Facing Backlash, Unilever Nixes Netherlands Move


Unilever PLC has nixed its plans to move the company’s headquarters from London to the Netherlands, reports MarketWatch.

The decision comes after “mounting opposition from some of its largest investors;” according to the publication, a number of big institutional investors said they would oppose the plan at a shareholder meeting in late October 2018. Unilever would have lost its place in the U.K.’s FTSE 100 index, which would force some investors to sell.

Related: Unilever Offers Details on Dutch Move

Major investors including Aviva, M&G, Legal & General, Schroders, Lindsell Train, Columbia Threadneedle and Royal London Asset Management all said they planned to vote “no.” Together, they own around 10% of the company.

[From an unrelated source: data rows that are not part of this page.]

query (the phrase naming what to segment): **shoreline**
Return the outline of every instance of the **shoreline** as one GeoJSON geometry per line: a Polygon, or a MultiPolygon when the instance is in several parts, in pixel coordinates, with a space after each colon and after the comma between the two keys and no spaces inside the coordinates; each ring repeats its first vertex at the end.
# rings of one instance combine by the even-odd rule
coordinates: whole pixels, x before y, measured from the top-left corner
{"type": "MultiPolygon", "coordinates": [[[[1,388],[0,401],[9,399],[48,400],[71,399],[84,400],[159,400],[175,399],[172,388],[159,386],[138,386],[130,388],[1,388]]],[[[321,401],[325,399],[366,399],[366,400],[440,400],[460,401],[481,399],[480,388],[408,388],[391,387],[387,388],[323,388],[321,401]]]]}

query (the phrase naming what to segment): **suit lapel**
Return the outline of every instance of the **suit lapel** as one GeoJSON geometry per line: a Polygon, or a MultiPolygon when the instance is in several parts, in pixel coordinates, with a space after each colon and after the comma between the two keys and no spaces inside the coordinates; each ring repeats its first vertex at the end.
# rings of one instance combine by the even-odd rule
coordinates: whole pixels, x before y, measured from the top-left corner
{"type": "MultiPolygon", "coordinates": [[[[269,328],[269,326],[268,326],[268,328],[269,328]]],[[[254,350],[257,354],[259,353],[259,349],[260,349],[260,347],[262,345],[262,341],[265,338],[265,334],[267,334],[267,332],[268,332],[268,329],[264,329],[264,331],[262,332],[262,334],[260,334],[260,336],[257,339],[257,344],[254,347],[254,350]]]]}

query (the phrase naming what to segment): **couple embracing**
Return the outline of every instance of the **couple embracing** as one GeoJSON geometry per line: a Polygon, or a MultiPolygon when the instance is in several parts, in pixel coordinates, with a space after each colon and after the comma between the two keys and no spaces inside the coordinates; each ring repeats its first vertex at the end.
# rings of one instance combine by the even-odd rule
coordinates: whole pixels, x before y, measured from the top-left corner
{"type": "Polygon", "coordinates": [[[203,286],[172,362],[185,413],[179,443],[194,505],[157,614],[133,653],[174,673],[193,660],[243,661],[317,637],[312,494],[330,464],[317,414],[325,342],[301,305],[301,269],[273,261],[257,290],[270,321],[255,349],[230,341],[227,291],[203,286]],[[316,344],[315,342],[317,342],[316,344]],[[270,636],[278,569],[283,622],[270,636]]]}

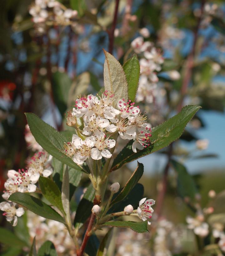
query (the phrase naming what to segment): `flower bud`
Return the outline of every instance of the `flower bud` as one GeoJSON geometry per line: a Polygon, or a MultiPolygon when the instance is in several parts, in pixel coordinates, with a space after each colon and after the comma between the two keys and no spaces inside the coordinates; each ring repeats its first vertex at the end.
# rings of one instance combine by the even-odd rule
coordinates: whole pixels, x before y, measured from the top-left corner
{"type": "Polygon", "coordinates": [[[128,204],[124,208],[124,210],[127,214],[131,214],[134,211],[134,208],[131,204],[128,204]]]}
{"type": "Polygon", "coordinates": [[[95,214],[97,216],[99,215],[99,214],[101,212],[101,208],[99,205],[97,204],[95,204],[91,209],[92,213],[95,214]]]}
{"type": "Polygon", "coordinates": [[[110,186],[110,191],[113,193],[117,193],[120,189],[120,184],[118,182],[115,182],[110,186]]]}
{"type": "Polygon", "coordinates": [[[208,195],[211,198],[214,198],[216,195],[216,193],[214,190],[211,190],[208,191],[208,195]]]}

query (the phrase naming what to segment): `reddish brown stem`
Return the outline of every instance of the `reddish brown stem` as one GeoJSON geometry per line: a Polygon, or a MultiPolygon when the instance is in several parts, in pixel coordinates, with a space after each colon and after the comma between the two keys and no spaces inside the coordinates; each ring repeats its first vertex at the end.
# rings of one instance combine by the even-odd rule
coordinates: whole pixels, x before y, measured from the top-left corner
{"type": "Polygon", "coordinates": [[[116,5],[115,7],[115,11],[114,12],[114,18],[113,18],[113,22],[112,27],[110,30],[108,32],[109,39],[109,52],[112,54],[113,50],[113,45],[114,44],[114,31],[116,25],[116,21],[117,18],[117,14],[118,14],[118,9],[119,6],[119,2],[120,0],[116,0],[116,5]]]}
{"type": "MultiPolygon", "coordinates": [[[[195,46],[197,42],[198,30],[200,24],[202,17],[204,6],[205,4],[204,0],[202,0],[201,5],[201,15],[198,18],[197,25],[194,32],[194,40],[191,50],[188,57],[187,60],[186,70],[184,76],[183,82],[180,89],[181,99],[177,106],[177,110],[178,112],[180,112],[182,108],[183,99],[186,94],[188,87],[190,83],[192,73],[192,69],[193,66],[194,59],[195,55],[195,46]]],[[[167,184],[167,177],[169,163],[172,155],[173,144],[172,143],[169,145],[168,153],[167,162],[164,169],[164,172],[162,186],[161,190],[160,191],[157,198],[156,202],[157,205],[156,209],[156,213],[158,218],[160,217],[162,213],[164,198],[166,192],[167,184]]]]}
{"type": "Polygon", "coordinates": [[[91,229],[92,229],[95,219],[95,215],[92,213],[91,215],[90,220],[88,223],[88,225],[87,226],[87,230],[85,232],[85,234],[84,235],[84,237],[80,249],[80,250],[77,253],[77,256],[82,256],[84,253],[84,251],[85,247],[87,244],[87,243],[90,236],[89,233],[90,231],[91,230],[91,229]]]}

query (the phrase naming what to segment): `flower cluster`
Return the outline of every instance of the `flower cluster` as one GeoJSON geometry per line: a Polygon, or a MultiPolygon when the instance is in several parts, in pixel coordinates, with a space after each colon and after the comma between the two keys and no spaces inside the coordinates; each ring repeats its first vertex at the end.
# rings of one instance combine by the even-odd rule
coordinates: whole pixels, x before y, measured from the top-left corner
{"type": "Polygon", "coordinates": [[[44,218],[28,211],[27,226],[32,242],[35,237],[37,249],[46,241],[54,244],[57,255],[74,255],[75,248],[72,239],[62,223],[44,218]]]}
{"type": "Polygon", "coordinates": [[[69,112],[67,123],[76,124],[76,118],[82,117],[84,127],[81,131],[86,138],[74,135],[71,142],[65,143],[65,151],[74,162],[81,165],[90,156],[98,160],[110,158],[109,149],[116,144],[118,134],[124,140],[134,140],[132,149],[142,150],[149,146],[151,126],[142,115],[139,107],[124,99],[116,99],[114,94],[105,91],[98,97],[90,94],[75,101],[75,107],[69,112]],[[114,139],[110,138],[113,136],[114,139]]]}
{"type": "Polygon", "coordinates": [[[30,7],[29,13],[33,17],[33,21],[37,25],[37,32],[40,33],[46,31],[47,24],[63,26],[71,25],[77,29],[76,30],[83,30],[75,21],[77,11],[67,8],[56,0],[35,0],[30,7]]]}
{"type": "MultiPolygon", "coordinates": [[[[52,173],[52,170],[49,165],[51,158],[51,156],[46,152],[40,152],[31,158],[26,169],[19,169],[18,171],[15,170],[8,171],[8,179],[4,184],[3,198],[7,200],[11,195],[17,191],[35,192],[37,188],[35,184],[40,176],[47,177],[52,173]]],[[[19,207],[17,209],[17,205],[10,201],[2,202],[0,204],[0,209],[5,212],[3,215],[6,216],[8,221],[13,221],[13,226],[17,224],[17,217],[21,216],[24,213],[23,208],[19,207]]]]}
{"type": "Polygon", "coordinates": [[[142,37],[135,39],[131,45],[140,58],[140,76],[136,100],[138,102],[145,100],[148,103],[152,103],[158,93],[156,83],[159,79],[155,72],[160,71],[164,62],[161,51],[151,42],[144,41],[142,37]]]}
{"type": "Polygon", "coordinates": [[[139,202],[139,206],[138,207],[137,213],[140,219],[144,221],[148,220],[148,225],[151,224],[149,221],[152,216],[154,210],[152,208],[155,201],[153,199],[147,199],[146,197],[142,199],[139,202]]]}

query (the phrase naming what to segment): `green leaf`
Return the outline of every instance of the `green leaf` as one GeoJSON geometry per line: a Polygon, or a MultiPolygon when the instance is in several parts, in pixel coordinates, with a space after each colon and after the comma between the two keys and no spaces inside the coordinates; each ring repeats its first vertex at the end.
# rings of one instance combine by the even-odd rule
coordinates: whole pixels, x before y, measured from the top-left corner
{"type": "Polygon", "coordinates": [[[144,166],[142,164],[138,162],[138,167],[134,172],[129,180],[126,184],[124,187],[119,193],[118,195],[113,200],[110,205],[121,201],[126,197],[138,182],[144,172],[144,166]]]}
{"type": "Polygon", "coordinates": [[[95,191],[90,184],[78,205],[74,219],[74,225],[76,229],[79,229],[88,218],[91,213],[91,209],[95,198],[95,191]]]}
{"type": "Polygon", "coordinates": [[[118,228],[129,228],[138,233],[148,232],[148,221],[136,222],[135,221],[107,221],[103,226],[111,226],[118,228]]]}
{"type": "Polygon", "coordinates": [[[128,96],[134,101],[140,76],[140,64],[137,55],[135,54],[124,64],[123,68],[126,75],[128,86],[128,96]]]}
{"type": "Polygon", "coordinates": [[[64,172],[62,184],[62,201],[64,211],[66,213],[66,218],[70,219],[70,186],[69,182],[68,167],[66,166],[64,172]]]}
{"type": "Polygon", "coordinates": [[[9,197],[8,200],[21,204],[40,216],[65,223],[62,217],[55,210],[41,200],[28,194],[16,192],[9,197]]]}
{"type": "Polygon", "coordinates": [[[38,183],[43,195],[53,205],[64,213],[62,203],[61,192],[57,185],[50,179],[40,177],[38,183]]]}
{"type": "Polygon", "coordinates": [[[100,244],[97,236],[93,234],[90,237],[87,241],[85,252],[89,256],[96,256],[100,244]]]}
{"type": "Polygon", "coordinates": [[[193,200],[197,193],[197,188],[192,177],[185,167],[178,162],[172,160],[170,162],[177,173],[177,190],[183,198],[188,197],[193,200]]]}
{"type": "Polygon", "coordinates": [[[62,116],[67,109],[67,102],[72,81],[66,73],[53,73],[52,84],[54,100],[62,116]]]}
{"type": "MultiPolygon", "coordinates": [[[[66,165],[55,157],[52,158],[52,165],[53,167],[53,180],[60,190],[61,190],[63,170],[66,168],[66,165]]],[[[70,183],[70,198],[71,199],[81,181],[82,173],[71,167],[68,168],[68,171],[70,183]]]]}
{"type": "Polygon", "coordinates": [[[21,240],[26,243],[29,247],[30,246],[30,234],[27,226],[27,212],[25,211],[21,217],[18,218],[17,225],[14,227],[14,233],[21,240]]]}
{"type": "Polygon", "coordinates": [[[38,250],[37,256],[57,256],[54,245],[51,241],[45,242],[38,250]]]}
{"type": "Polygon", "coordinates": [[[52,156],[76,170],[81,167],[62,152],[64,142],[67,140],[53,127],[32,113],[25,114],[31,131],[36,141],[52,156]]]}
{"type": "MultiPolygon", "coordinates": [[[[123,67],[111,54],[103,49],[105,58],[104,63],[104,85],[105,90],[115,95],[117,99],[128,99],[128,86],[123,67]]],[[[117,108],[117,101],[113,106],[117,108]]]]}
{"type": "Polygon", "coordinates": [[[184,107],[177,115],[152,129],[151,144],[136,153],[132,150],[131,140],[118,154],[113,163],[111,171],[116,170],[124,165],[167,147],[178,139],[188,123],[200,108],[199,106],[188,105],[184,107]]]}
{"type": "Polygon", "coordinates": [[[85,0],[70,0],[70,6],[73,10],[76,10],[81,17],[87,8],[85,0]]]}
{"type": "Polygon", "coordinates": [[[214,17],[211,22],[211,24],[219,32],[225,35],[225,23],[222,19],[214,17]]]}
{"type": "MultiPolygon", "coordinates": [[[[119,191],[117,194],[119,194],[120,193],[119,191]]],[[[124,199],[114,204],[108,211],[107,214],[121,212],[123,211],[125,206],[128,204],[131,204],[134,209],[136,209],[139,206],[139,202],[144,197],[144,187],[142,184],[138,183],[124,199]]]]}
{"type": "Polygon", "coordinates": [[[0,242],[4,244],[16,247],[17,249],[27,246],[27,243],[21,240],[11,231],[0,227],[0,242]]]}
{"type": "Polygon", "coordinates": [[[31,249],[29,253],[29,256],[37,256],[37,251],[36,250],[36,242],[35,237],[34,237],[33,240],[32,245],[31,246],[31,249]]]}
{"type": "Polygon", "coordinates": [[[112,236],[113,231],[113,229],[112,228],[106,233],[101,242],[96,256],[105,256],[106,255],[112,236]]]}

Some private shareholders had also voiced anger at the move. Due to a rule requiring a “yes” vote from more than 50% of those voting—no matter how big their stake—a single owner or just one share is as crucial as a major investor.

In a statement on the withdrawal, the company said it still thinks simplifying its structure was in its best long-term interests. It will now consider next steps.

The consolidation was the “swan song” of departing chief executive Paul Polman; some analysts predict that the move will accelerate leadership changes at Unilever, which is already on the hunt for Polman’s successor.